For cross-tool compatibility, plugin authors MAY provide the manifest in multiple locations:
| Path | Tool |
|---|---|
.plugin/plugin.json | Vendor-neutral (recommended) |
.claude-plugin/plugin.json | Claude Code |
.cursor-plugin/plugin.json | Cursor |
When multiple manifest locations exist, the tool SHOULD prefer its own vendor-prefixed directory, then fall back to .plugin/plugin.json.
Manifest Presence
The manifest is OPTIONAL. If omitted:
- The plugin name is derived from the directory name
- Components are discovered in their default locations only
- No version, author, or other metadata is available
If present, name is the only REQUIRED field.
Schema
{
"name": "plugin-name",
"version": "1.2.0",
"description": "Brief plugin description",
"author": {
"name": "Author Name",
"email": "[email protected]",
"url": "https://github.com/author"
},
"homepage": "https://docs.example.com/plugin",
"repository": "https://github.com/author/plugin",
"license": "MIT",
"logo": "assets/logo.svg",
"keywords": ["keyword1", "keyword2"],
"commands": ["./custom/commands/special.md"],
"agents": "./custom/agents/",
"skills": "./custom/skills/",
"rules": "./custom/rules/",
"hooks": "./config/hooks.json",
"mcpServers": "./mcp-config.json",
"lspServers": "./.lsp.json",
"outputStyles": "./styles/"
}Required Fields
| Field | Type | Constraints | Description |
|---|---|---|---|
name | string | 1-64 chars. Lowercase alphanumeric, hyphens, and periods (a-z, 0-9, -, .). Must start and end with an alphanumeric character. Must not contain -- or ... | Unique identifier. Used for namespacing components. |
Metadata Fields
All metadata fields are OPTIONAL.
| Field | Type | Description |
|---|---|---|
version | string | Semantic version (e.g., "2.1.0"). Used by tools to determine update availability. |
description | string | Brief explanation of plugin purpose. |
author | object | Author information: name (string), email (string), url (string). All sub-fields optional. |
homepage | string | URL to documentation or landing page. |
repository | string | URL to source code repository. |
license | string | SPDX license identifier (e.g., "MIT", "Apache-2.0"). |
logo | string | Relative path to a logo file in the plugin (e.g., "assets/logo.svg"), or an absolute URL. |
keywords | string[] | Tags for discovery and search. |
Component Path Fields
Component path fields specify additional locations for components. By default, custom paths supplement default directories — they do not replace them. If a commands/ directory exists at the plugin root, it is always loaded regardless of whether commands appears in the manifest.

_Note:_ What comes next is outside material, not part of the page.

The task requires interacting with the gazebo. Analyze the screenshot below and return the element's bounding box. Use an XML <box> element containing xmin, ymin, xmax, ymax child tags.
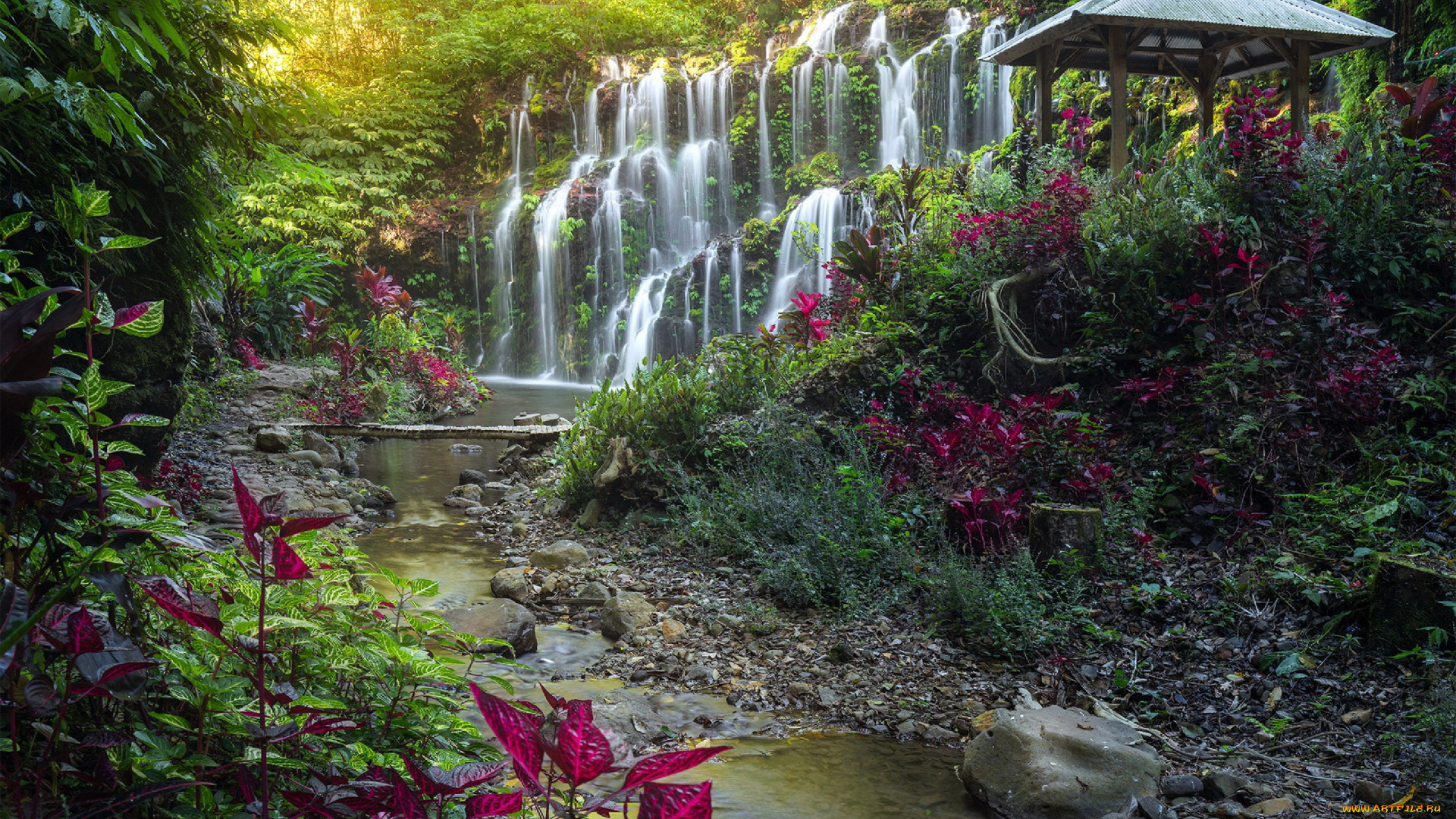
<box><xmin>981</xmin><ymin>0</ymin><xmax>1395</xmax><ymax>174</ymax></box>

Tools MAY support an exclusive option that replaces default discovery instead of supplementing it:
{
"skills": { "paths": ["./custom-skills/"], "exclusive": true }
}| Field | Type | Description |
|---|---|---|
commands | string | string[] | object | Additional command files or directories. |
agents | string | string[] | object | Additional agent files or directories. |
skills | string | string[] | object | Additional skill directories. |
rules | string | string[] | object | Additional rule files or directories. |
hooks | string | string[] | object | Hook config paths or inline hook configuration. |
mcpServers | string | string[] | object | MCP config paths or inline MCP configuration. |
lspServers | string | string[] | object | LSP config paths or inline LSP configuration. |
outputStyles | string | string[] | Additional output style files or directories. |
Name Constraints
The name field:
- MUST be 1-64 characters
- MUST contain only lowercase alphanumeric characters, hyphens, and periods (
a-z,0-9,-,.) - MUST start and end with an alphanumeric character
- MUST NOT contain consecutive hyphens (
--) or consecutive periods (..)
Valid: deployment-tools, code-reviewer, my-plugin, prompts.chat
Invalid: My-Plugin, -tools, tools-, my--plugin, my..plugin, .plugin
Component Discovery
Tools implementing this spec MUST discover components in the following default locations, in addition to any custom paths declared in the manifest (unless exclusive mode is used):
| Component | Default Location | File Pattern |
|---|---|---|
| Commands | commands/ | .md files |
| Agents | agents/ | .md files with frontmatter |
| Skills | skills/ | Subdirectories containing SKILL.md |
| Rules | rules/ | .mdc files |
| Hooks | hooks/hooks.json | JSON configuration |
| MCP Servers | .mcp.json | JSON configuration |
| LSP Servers | .lsp.json | JSON configuration |
If a default location does not exist, the tool MUST NOT treat this as an error.
Root SKILL.md
If a plugin has no skills/ directory and no skills field in the manifest, tools MAY treat a SKILL.md file at the plugin root as a single-skill plugin.
Component Namespacing
All components provided by a plugin MUST be namespaced: {plugin-name}:{component-name}
For example, a plugin named deploy-tools with a command status produces /deploy-tools:status.
Environment Variables
Tools MUST provide PLUGIN_ROOT (or a vendor-prefixed equivalent) as an environment variable and expand ${PLUGIN_ROOT} in configuration files at load time.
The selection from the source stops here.